Clearly, clearly, one of those two things is wrong.
Either:
1) The benchmarks are meaningless.
2) People are somehow too stupid to be able to evalulate the 8B models and they really are as good as Claude sonnet.
...
Which of those seems more likely?
Perhaps I'm biased, or wrong, because I don't care about the benchmark scores, but my experience playing with these distilled models is that they're good, but they're not as good as sonnet; and that should come as absolutely no surprise to anyone.
Another possible conclusion is that your definition of good, whatever that may be, doesn’t include the benchmarks these models are targeting.
I don’t actually know what they all are, but MATH-500 for instance is some math problem solving that Sonnet is not all that good at.
The benchmarks are targeting specific weaknesses that LLMs generally have from only learning next token prediction and instruction tuning. In fact, benchmarks show there are large gaps in some areas, like math, where even top models don’t perform well.
‘According to these benchmarks’ is key, but not for the reasons you’re expressing.
Option 3
3) It’s key because that’s the hole they’re trying to fill.

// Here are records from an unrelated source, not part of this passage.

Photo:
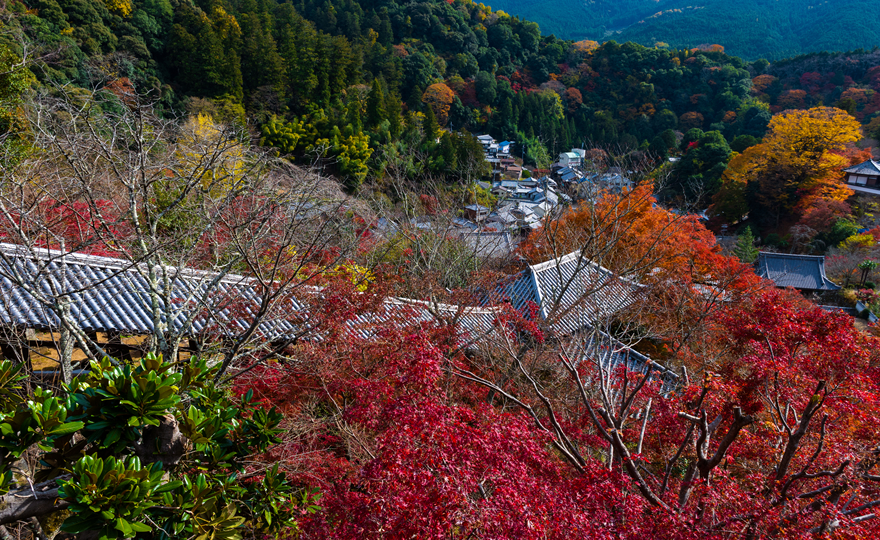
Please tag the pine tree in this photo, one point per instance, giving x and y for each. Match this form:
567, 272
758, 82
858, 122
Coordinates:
375, 105
745, 248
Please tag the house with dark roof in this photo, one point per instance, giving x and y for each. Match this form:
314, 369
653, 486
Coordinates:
111, 301
864, 177
802, 272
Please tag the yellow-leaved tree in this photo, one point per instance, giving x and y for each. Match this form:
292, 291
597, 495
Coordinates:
797, 165
226, 172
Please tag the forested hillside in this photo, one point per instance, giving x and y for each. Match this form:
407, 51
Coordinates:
245, 292
352, 78
750, 29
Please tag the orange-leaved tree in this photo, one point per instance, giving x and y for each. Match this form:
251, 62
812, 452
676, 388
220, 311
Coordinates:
439, 97
796, 166
685, 278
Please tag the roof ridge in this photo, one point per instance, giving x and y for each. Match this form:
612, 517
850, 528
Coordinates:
86, 259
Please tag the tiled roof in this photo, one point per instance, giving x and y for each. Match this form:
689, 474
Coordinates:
869, 167
798, 271
112, 295
570, 292
492, 245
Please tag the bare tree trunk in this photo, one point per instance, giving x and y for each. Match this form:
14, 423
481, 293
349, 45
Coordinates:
65, 348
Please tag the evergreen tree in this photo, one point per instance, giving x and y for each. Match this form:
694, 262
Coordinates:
375, 105
745, 248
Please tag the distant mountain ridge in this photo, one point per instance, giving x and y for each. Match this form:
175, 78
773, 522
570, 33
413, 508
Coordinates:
751, 29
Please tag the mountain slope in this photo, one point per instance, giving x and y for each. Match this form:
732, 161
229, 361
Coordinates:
751, 29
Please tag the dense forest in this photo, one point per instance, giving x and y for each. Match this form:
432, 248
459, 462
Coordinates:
352, 78
751, 29
239, 298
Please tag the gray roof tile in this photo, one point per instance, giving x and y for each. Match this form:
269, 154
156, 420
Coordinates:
797, 271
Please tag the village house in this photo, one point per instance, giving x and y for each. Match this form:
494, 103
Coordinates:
803, 272
864, 177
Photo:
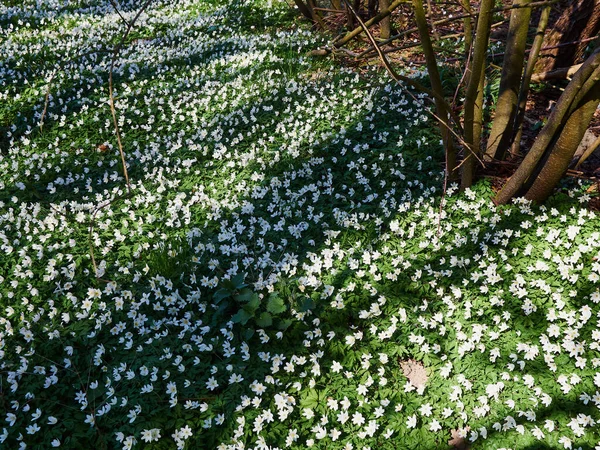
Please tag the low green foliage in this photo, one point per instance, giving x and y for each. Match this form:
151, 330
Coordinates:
286, 271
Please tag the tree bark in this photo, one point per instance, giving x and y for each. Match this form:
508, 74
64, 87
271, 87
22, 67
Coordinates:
386, 23
382, 15
303, 9
467, 27
436, 85
527, 76
569, 101
562, 152
472, 107
501, 133
579, 21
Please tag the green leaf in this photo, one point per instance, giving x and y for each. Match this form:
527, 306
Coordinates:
244, 296
264, 320
307, 304
220, 295
253, 304
248, 333
275, 304
238, 281
242, 317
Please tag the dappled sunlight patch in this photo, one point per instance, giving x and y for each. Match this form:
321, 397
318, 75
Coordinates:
282, 274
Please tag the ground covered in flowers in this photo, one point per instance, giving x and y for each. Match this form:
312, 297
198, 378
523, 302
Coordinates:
284, 272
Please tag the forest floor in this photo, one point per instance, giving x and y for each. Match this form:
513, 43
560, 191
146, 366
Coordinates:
283, 270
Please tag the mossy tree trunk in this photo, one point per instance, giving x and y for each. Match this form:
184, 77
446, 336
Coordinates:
579, 21
501, 133
473, 112
561, 154
577, 97
443, 114
386, 22
524, 91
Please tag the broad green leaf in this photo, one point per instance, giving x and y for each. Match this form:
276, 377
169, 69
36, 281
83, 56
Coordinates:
220, 295
307, 304
284, 324
238, 281
253, 304
264, 320
242, 317
275, 305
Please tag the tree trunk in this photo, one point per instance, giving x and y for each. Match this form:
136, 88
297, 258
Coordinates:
303, 9
372, 8
579, 21
386, 23
467, 27
382, 15
576, 91
560, 157
524, 92
506, 107
436, 85
473, 108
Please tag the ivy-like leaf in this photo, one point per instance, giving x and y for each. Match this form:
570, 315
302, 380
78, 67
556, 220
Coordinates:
245, 295
275, 304
264, 320
242, 317
220, 295
238, 281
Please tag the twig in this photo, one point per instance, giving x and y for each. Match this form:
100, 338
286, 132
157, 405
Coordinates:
116, 8
46, 101
455, 18
397, 77
115, 55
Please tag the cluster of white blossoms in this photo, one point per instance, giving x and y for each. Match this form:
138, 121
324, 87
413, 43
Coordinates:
252, 164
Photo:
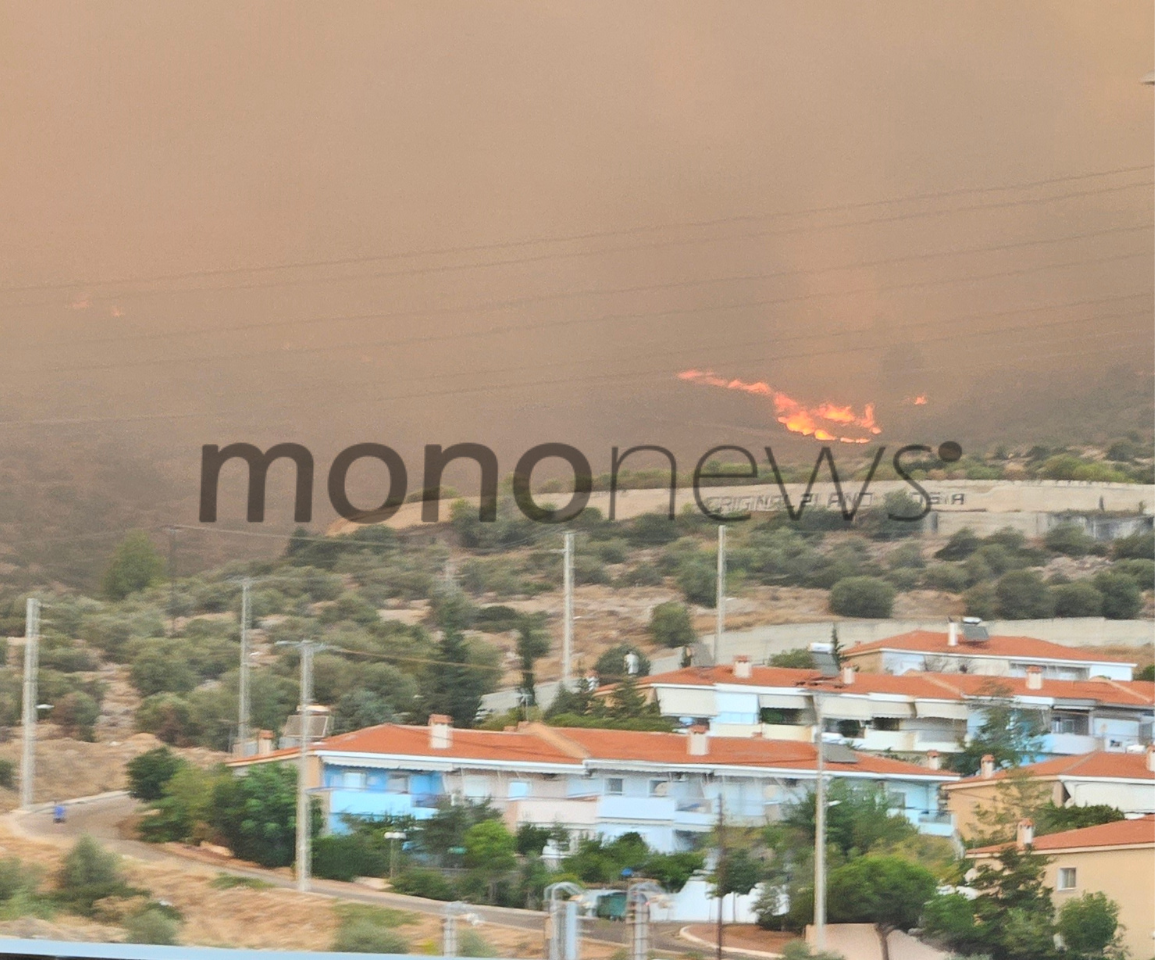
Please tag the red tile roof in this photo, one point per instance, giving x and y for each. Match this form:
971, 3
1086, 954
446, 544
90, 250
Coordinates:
1100, 765
1139, 832
926, 686
539, 744
1019, 647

Realistically, most people in personal usage aren’t using models to solve algebra problems, so the performance of that benchmark isn’t as visible if you aren’t using an LLM for that.
If you look at a larger suite of benchmarks, then I would expect them to underperform compared to sonnet. It’s no different than sports stats where you can say who is best at one specific part of the game (rebounds, 3 point shots, etc) and you have a general sense of who is best (eg LeBron, Jordan), but the best players are neither the best at everything and it’s hard to argue who is the ‘best of the best’ because that depends on what weight you give to the different individual benchmarks they’re good at. And then you also have a lot of players who are good at doing one thing.